Inorganic sulfate is involved in metabolic processes of activation and detoxification of endogenous and exogenous compounds Its plasma levels are maintained fairly constant (0.2-0.6 mM/L).
Sulfate is excreted mainly by the kidney, via free glomerular filtration, followed by proximal tubular reabsorption with a saturable mechanism (Figure 1).
Sulfate retention as a consequence of chronic kidney disease has long been known. However, no studies have been done in adults to evaluate the relationship with GFR.
To evaluate the relationship between plasma inorganic sulfate concentrations and the level of GFR impairment in chronic kidney disease (CKD) patients.
Patients and Methods
Sixty-four adult CKD patients (30 males, age 25-85 years, serum creatinine 0.51-6.65 mg/dL).
GFR was measured in fasting patients as the renal clearance of 99mTc-DTPA, at the same time a blood sample was drawn for biochemical measurements.
Plasma creatinine was measured with a standard laboratory method.
Plasma sulfate levels were determined with a turbidimetric method (Sulfate Assay Kit, Sigma Aldrich®).
Plasma sulfate ranged 0.5-2.32 mM/L (mean 0.94) in men and 0.33-2.03 mM/L (mean 0.84) in women.
With decreasing GFR sulfate rose exponentially to a maximum of 2.32 mM/L (GFR 6.3 mL/min 1.73 m2).
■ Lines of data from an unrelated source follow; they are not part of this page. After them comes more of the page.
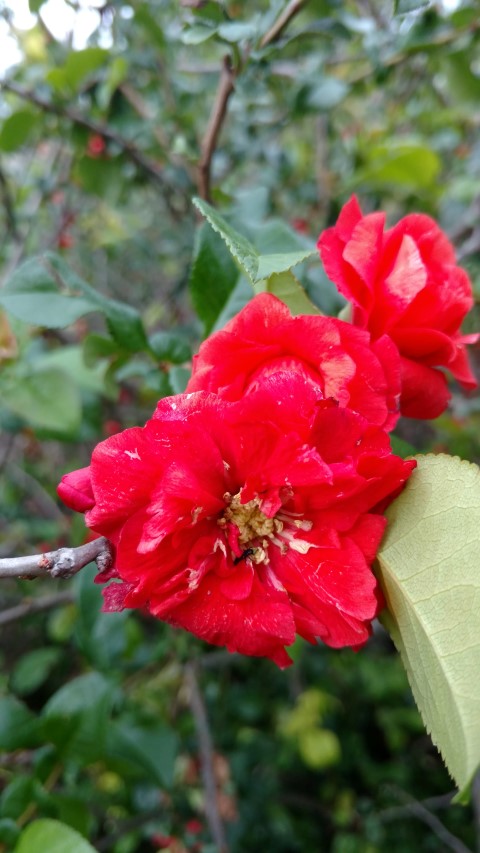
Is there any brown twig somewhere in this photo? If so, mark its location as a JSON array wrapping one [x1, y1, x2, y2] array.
[[198, 56, 235, 201], [260, 0, 308, 47], [0, 536, 112, 580], [185, 663, 228, 853], [472, 770, 480, 853], [378, 791, 472, 853], [0, 590, 75, 627]]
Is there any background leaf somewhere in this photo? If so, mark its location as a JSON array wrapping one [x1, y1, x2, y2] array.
[[15, 819, 95, 853]]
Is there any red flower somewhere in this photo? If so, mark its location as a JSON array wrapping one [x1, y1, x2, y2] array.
[[187, 293, 400, 429], [58, 371, 415, 667], [317, 196, 478, 418], [87, 133, 107, 159]]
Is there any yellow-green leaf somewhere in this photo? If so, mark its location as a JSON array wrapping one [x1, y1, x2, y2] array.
[[377, 454, 480, 790]]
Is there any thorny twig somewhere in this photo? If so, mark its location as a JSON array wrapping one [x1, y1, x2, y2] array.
[[185, 663, 228, 853], [0, 536, 112, 580]]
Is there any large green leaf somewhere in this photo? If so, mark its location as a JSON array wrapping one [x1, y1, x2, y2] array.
[[255, 272, 321, 316], [188, 222, 239, 335], [15, 819, 95, 853], [377, 454, 480, 789], [0, 110, 38, 151], [193, 198, 314, 284], [107, 722, 178, 787]]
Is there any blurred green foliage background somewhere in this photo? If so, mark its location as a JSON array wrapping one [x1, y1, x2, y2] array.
[[0, 0, 480, 853]]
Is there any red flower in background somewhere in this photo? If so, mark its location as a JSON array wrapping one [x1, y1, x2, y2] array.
[[317, 197, 478, 418], [187, 293, 400, 429], [58, 371, 415, 667]]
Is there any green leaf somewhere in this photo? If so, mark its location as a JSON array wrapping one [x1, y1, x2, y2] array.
[[149, 332, 192, 364], [355, 141, 442, 189], [0, 293, 95, 329], [10, 646, 61, 696], [15, 818, 96, 853], [181, 24, 216, 44], [0, 776, 38, 820], [168, 366, 191, 394], [308, 76, 349, 110], [35, 345, 109, 394], [193, 198, 258, 281], [0, 258, 98, 329], [45, 252, 149, 352], [43, 672, 114, 766], [0, 817, 20, 850], [46, 47, 110, 92], [43, 672, 112, 717], [193, 198, 314, 287], [442, 51, 480, 108], [255, 249, 315, 287], [255, 272, 322, 316], [2, 367, 82, 435], [0, 696, 39, 752], [377, 455, 480, 789], [0, 252, 149, 352], [188, 222, 239, 335], [107, 723, 178, 787], [0, 110, 37, 151], [218, 21, 258, 44]]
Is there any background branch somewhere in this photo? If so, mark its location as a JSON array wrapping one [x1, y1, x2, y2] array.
[[198, 56, 235, 201], [1, 81, 186, 209], [260, 0, 308, 47], [0, 536, 112, 580], [185, 663, 228, 853]]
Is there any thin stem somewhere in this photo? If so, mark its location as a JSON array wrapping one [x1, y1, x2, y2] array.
[[185, 663, 228, 853], [260, 0, 308, 47], [0, 536, 112, 580]]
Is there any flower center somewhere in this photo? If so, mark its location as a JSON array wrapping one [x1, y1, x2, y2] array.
[[223, 492, 281, 545], [217, 492, 315, 564]]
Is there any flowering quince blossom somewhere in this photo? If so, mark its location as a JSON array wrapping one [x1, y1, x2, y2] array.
[[317, 196, 479, 418], [186, 293, 400, 430], [58, 370, 415, 667]]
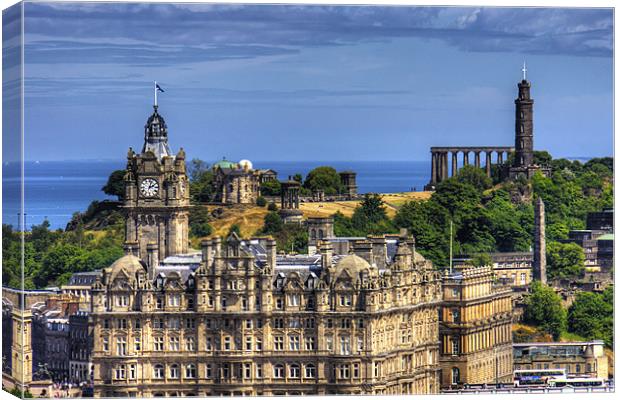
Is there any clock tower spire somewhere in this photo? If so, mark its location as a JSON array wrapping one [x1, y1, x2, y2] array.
[[123, 105, 189, 264]]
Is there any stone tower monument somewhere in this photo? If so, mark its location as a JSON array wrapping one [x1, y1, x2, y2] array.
[[532, 197, 547, 284], [513, 64, 534, 168], [123, 105, 189, 262]]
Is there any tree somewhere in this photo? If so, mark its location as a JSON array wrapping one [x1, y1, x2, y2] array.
[[101, 169, 125, 200], [256, 196, 267, 207], [262, 211, 284, 235], [303, 167, 343, 195], [260, 179, 282, 196], [568, 286, 614, 347], [523, 281, 566, 341], [456, 165, 493, 191], [547, 242, 585, 278]]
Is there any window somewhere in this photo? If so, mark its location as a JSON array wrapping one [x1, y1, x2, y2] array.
[[116, 294, 129, 307], [288, 335, 299, 351], [185, 336, 196, 351], [185, 364, 196, 378], [451, 337, 459, 355], [338, 364, 350, 379], [288, 293, 299, 306], [340, 294, 351, 307], [289, 364, 301, 378], [153, 364, 164, 379], [273, 364, 284, 379], [452, 367, 461, 385], [168, 337, 179, 351], [304, 336, 316, 350], [245, 336, 252, 351], [170, 364, 179, 379], [325, 336, 334, 351], [114, 365, 125, 379], [116, 337, 127, 356], [340, 336, 351, 355]]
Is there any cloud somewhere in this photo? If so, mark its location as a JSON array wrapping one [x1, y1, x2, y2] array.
[[21, 3, 613, 65]]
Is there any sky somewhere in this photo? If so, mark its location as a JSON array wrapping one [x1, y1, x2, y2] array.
[[3, 3, 613, 161]]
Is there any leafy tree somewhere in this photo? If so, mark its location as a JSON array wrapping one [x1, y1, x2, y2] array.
[[101, 169, 125, 200], [523, 281, 566, 341], [260, 179, 282, 196], [456, 165, 493, 191], [303, 167, 343, 195], [547, 242, 585, 278], [568, 286, 614, 347]]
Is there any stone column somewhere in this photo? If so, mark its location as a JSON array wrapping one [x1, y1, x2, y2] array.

The large majority of patients with GFR < 40 mL/min 1.73 m2 had a plasma sulfate level > 1 mM/L.
A significant correlation was found between plasma sulfate and creatinine (r=0.674). A significant correlation (r=0.651) was also found with GFR. The correlation was closer among men (r=0.70) then women (r=0.58). This finding could be due to a different tubular handling of sulfate related to sex: due to a larger number of tubular transporters, women have higher tubular reabsorption of sulfate which is saturated at higher plasma levels.
The correlation of serum creatinine with GFR (r=0.874) was significantly closer than that of plasma sulfate with GFR (r=0.651) (Figure 2).
Plasma sulfate correlates with GFR.
Other factors affect this relationship: saturable tubular reabsorption and possibly tubular secretion of sulfate, together with the amount of dietary sulfate.
In any case, plasma levels of sulfate should be taken into account in CKD patients, due to their relevance in acid/base equilibrium and detoxication mechanisms.